La sexualité, quand on a 11 ans en 1972, est un travail de recherche personnel. Une longue quête de connaissances, sans délai et sans remise. On apprend sur le tas, si je peux me permettre ce mot. On ramasse des informations à gauche et à droite et on finit par se faire une tête. Pas seulement une tête, pour être franc. On additionne Claudia Cardinale dans Il était une fois dans l'Ouest plus la page 7 du Journal de Montréal plus une émission de Janette Bertrand plus les dessins cochons de Fluide glacial plus le swimsuit issue de Sports Illustrated plus le roman Agaguk, plus et surtout la case du grand Allard, et on commence à avoir une idée de comment ça marche. Parce que dans la case du grand Allard, il y a des Playboy. Allard, à 11 ans, est tellement grand et poilu que le dépanneur en face du Collège accepte de lui vendre la tentante revue. On défile pour s'instruire, les uns après les autres, le nez dans sa case et les yeux dans la page centrale. Il y en a qui reste plus longtemps que d'autres. Les articles sont tellement bons.

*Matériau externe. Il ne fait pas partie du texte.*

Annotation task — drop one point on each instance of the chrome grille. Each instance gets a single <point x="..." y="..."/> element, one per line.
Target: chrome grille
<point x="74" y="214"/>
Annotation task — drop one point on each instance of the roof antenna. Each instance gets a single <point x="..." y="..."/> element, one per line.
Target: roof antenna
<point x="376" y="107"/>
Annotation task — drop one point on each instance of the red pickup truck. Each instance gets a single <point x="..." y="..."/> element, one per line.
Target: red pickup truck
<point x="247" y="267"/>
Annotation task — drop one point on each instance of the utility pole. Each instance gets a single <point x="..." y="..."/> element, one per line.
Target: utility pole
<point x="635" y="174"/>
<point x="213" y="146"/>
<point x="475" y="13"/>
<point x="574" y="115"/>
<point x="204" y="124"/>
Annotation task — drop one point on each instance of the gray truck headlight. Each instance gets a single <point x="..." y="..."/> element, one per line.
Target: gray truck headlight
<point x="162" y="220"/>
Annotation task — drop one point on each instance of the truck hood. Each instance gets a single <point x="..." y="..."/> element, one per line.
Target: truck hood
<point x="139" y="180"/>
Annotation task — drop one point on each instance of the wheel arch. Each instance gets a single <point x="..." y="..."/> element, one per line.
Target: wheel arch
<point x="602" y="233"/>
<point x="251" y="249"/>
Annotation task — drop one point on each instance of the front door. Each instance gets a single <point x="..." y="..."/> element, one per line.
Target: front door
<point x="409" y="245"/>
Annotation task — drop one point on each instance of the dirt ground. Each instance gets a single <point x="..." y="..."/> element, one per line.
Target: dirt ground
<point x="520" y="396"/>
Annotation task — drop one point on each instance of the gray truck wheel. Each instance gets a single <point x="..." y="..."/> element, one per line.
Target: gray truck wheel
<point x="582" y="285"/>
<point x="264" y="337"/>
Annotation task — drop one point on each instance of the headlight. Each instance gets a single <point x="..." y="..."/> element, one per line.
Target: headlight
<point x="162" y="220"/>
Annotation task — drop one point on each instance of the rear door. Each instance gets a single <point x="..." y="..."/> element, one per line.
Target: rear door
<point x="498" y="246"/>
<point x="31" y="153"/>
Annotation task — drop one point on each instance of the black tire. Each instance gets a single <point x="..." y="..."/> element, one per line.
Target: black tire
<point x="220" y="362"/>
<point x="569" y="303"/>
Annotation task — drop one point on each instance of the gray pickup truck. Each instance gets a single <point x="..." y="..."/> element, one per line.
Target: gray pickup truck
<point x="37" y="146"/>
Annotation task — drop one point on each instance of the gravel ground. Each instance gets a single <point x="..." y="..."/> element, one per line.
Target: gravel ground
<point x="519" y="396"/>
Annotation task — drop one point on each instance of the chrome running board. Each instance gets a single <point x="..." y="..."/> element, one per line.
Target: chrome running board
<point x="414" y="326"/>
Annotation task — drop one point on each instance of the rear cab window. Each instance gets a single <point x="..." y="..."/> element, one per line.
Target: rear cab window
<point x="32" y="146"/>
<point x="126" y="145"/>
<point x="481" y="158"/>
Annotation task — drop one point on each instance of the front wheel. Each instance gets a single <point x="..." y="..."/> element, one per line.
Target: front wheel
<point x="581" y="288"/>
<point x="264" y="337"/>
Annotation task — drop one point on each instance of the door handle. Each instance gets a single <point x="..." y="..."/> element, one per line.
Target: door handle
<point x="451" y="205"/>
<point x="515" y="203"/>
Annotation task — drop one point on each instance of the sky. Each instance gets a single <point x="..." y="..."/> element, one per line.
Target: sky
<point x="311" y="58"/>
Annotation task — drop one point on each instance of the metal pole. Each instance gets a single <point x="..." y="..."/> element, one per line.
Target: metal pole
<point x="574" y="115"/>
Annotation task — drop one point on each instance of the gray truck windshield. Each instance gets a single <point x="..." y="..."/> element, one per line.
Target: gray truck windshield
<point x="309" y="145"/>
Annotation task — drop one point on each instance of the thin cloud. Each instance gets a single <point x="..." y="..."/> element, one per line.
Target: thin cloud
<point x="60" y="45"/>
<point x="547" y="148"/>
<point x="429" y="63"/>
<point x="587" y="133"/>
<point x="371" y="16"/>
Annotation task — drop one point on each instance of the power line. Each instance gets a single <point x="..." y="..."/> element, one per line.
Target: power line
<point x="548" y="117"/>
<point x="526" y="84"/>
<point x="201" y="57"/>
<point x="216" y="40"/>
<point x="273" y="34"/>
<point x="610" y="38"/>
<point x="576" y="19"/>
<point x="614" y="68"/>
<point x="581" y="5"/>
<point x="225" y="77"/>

De Miss Septembre à Miss Juin, on termine son secondaire un peu moins niaiseux qu'on l'a commencé. Tant et si bien que quand, quatre ans plus tard, on aura enfin notre premier rendez-vous avec une vraie fille, on saura à peu près quoi faire. Heureusement les filles sont compréhensives et généreuses, ce sont elles qui compléteront notre éducation sexuelle d'autodidacte. Notre première blonde est surtout notre plus passionnante maîtresse.

Les enfants de ma génération ont appris la sexualité par eux-mêmes. En étant curieux et en jouant au docteur, et j'ai longtemps pensé que c'était la meilleure façon. Je ne comprenais pas pourquoi le ministère de l'Éducation avait instauré un cours d'éducation sexuelle, convaincu que cette matière s'apprenait toute seule. Faut croire que le ministère de l'Éducation n'y croyait pas tant que ça non plus car le programme d'éducation sexuelle a été retiré des écoles en 2001.

Mauvais timing. Si, dans mon temps, il m'apparaissait bucolique d'apprendre les rudiments de la bagatelle en butinant des informations un peu partout, aujourd'hui, ça prend un encadrement, ça prend des explications. Un enfant de 8 ans surfe sur l'internet avec plus d'adresse que ses parents. Il n'a pas besoin du gros Allard pour aller acheter les revues érotiques au dépanneur. Il a toutes les revues érotiques au bout du doigt. Et pas juste ça. Tous les films pornos, toutes les vidéos sadomaso, tous les forums de vieux cochons. Ce qui en 1970 aurait pris 10 ans d'intenses recherches, le jeune de 2010 a accès à ça en 10 minutes. Comme on dit en latin, too much information.

Ce n'est pas parce qu'il aura droit à un cours d'éducation sexuelle que l'élève n'ira pas sur l'internet, mais au moins il aura une personne ressource pour lui expliquer de quoi il en retourne. Pour donner un sens à tout ça. Pour apprendre qu'il y a autre chose que le hard. Que sexe et douceur vont bien ensemble. Pour apprendre à se protéger le sexe et le coeur. Bref ça prend un cours de sexualité, pas seulement pour apprendre la sexualité mais surtout pour désapprendre le cul bête.

Aujourd'hui, un enfant de 11 ans en sait sûrement plus sur la chose que mon père n'en a jamais su. Mais il lui manque l'essentiel. L'essentiel est trop bien caché sur l'internet. L'essentiel est censé être facile à trouver à l'école. Ce serait peut-être temps qu'il y revienne. Entre le cours du père Tison et l'internet, il doit bien exister un juste milieu. Pour en savoir juste assez mais pas trop. Pour que le mystère demeure un peu.